Hope for infertile women

A new method to overcome infertility in mothers uses the same technique which was used to clone Dolly, the sheep

Published: Sunday 15 November 1998

-- SCIENTISTS at the New York University have come up with another possible way of helping women overcome infertility: they took the genes of an infertile woman and injected them into a donor egg from a fertile woman.

The technique, which is similar to the one which was used to clone Dolly, the first multi-cellular clone, would produce a baby with two genetic mothers. A baby that might result from such a high-tech union would raise questions of which woman is the mother, or both. Some medical ethicists described the research as "profoundly disturbing", but typical of the fast-paced and loosely- regulated field of reproductive medicine. It is not human cloning, some scientists say, although it borrows cloning technology to produce the embryo.

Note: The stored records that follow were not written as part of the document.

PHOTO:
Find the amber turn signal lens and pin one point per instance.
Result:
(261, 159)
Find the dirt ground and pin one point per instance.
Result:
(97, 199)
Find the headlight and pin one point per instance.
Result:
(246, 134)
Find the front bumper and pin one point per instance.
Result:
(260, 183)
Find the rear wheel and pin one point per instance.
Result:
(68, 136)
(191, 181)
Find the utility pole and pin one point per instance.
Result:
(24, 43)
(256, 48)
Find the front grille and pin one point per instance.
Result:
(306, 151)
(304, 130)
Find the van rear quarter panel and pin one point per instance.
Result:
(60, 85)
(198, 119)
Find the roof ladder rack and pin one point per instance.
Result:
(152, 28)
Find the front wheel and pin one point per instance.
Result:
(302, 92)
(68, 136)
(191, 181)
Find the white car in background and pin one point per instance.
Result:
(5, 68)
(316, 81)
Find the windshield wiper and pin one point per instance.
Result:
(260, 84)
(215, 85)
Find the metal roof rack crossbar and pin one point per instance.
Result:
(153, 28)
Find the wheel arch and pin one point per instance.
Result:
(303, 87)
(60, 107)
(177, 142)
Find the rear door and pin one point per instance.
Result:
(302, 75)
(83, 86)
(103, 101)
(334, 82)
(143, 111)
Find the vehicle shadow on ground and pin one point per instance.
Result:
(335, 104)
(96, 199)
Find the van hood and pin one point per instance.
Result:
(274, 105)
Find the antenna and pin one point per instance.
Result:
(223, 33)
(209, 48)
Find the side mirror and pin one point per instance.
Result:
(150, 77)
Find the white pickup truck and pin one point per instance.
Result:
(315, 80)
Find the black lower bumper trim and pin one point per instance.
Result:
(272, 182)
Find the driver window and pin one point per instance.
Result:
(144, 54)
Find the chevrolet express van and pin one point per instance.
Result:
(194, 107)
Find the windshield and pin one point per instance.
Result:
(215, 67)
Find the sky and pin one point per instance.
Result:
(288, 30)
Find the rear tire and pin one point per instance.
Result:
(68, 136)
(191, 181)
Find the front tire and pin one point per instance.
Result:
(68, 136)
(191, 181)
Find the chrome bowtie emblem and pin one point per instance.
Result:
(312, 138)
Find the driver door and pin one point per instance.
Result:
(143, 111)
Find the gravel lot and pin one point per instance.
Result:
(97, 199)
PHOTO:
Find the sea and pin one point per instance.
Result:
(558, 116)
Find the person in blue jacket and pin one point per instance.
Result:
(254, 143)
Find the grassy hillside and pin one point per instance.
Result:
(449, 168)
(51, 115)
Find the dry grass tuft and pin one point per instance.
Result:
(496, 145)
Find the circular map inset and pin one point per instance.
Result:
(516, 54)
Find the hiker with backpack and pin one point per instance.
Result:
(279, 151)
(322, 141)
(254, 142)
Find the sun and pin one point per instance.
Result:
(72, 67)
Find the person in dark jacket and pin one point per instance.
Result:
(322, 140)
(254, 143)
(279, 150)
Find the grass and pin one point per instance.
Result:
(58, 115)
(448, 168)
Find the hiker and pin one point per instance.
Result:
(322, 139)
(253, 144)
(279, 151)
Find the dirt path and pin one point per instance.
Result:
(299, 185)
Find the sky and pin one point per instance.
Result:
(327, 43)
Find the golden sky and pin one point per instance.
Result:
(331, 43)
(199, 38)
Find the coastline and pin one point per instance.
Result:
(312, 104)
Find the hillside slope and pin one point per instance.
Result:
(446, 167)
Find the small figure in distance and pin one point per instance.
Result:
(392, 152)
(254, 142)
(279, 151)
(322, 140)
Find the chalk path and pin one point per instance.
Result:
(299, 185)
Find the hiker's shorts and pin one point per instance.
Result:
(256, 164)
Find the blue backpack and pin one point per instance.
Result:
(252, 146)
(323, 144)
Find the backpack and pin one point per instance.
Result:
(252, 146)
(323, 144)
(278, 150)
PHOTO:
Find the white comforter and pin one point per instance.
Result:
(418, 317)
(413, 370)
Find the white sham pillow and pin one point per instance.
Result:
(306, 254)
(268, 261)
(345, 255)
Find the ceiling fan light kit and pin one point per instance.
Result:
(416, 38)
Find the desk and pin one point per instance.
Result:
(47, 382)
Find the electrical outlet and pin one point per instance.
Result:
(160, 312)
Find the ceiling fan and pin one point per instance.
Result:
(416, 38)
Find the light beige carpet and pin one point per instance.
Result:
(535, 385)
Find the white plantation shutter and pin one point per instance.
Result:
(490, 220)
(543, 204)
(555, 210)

The method empties the gene-packed nucleus from an egg donated by a fertile woman. Scientists then transfer the genes from the egg of an infertile woman into the hollowed egg to make a single recombinant egg. It is fertilised with the sperm provided by a father and the resulting embryo is transplanted into the infertile woman's womb. The method used by Jamie Grifo of New York University was not tested on animals prior to being tried in a pair of infertile women. The university has approved the use of the method on as many as five women.

So far, the procedure yielded uncertain results. It failed in the first patient, who is 47 years old. The second patient, aged 44, is not scheduled for a pregnancy test until next week. The technique follows the Dolly method of inserting the DNA into a single cell egg for implantation. However, Dolly was created from the genetic material of an adult body cell provided by its mother, rather than combining genetic material from two different eggs.

Some scientists are critical of this method being put into practice. "It is tampering with nature," said one scientist. Transferring genetic material from one person's egg to another "never happens in nature," said Glenn McGee, a bioethics professor at the University of Pennsylvania. "Fertility research is today propelled by the ambitions of curious scientists and the desperation of infertile couples," says another scientist.

But others offer a more cautious assessment. Donna Lieberman of the New York Civil Liberties Union's reproduction rights project says: "It does not sound like genetic tampering. It is more like transferring the genes into a new environment."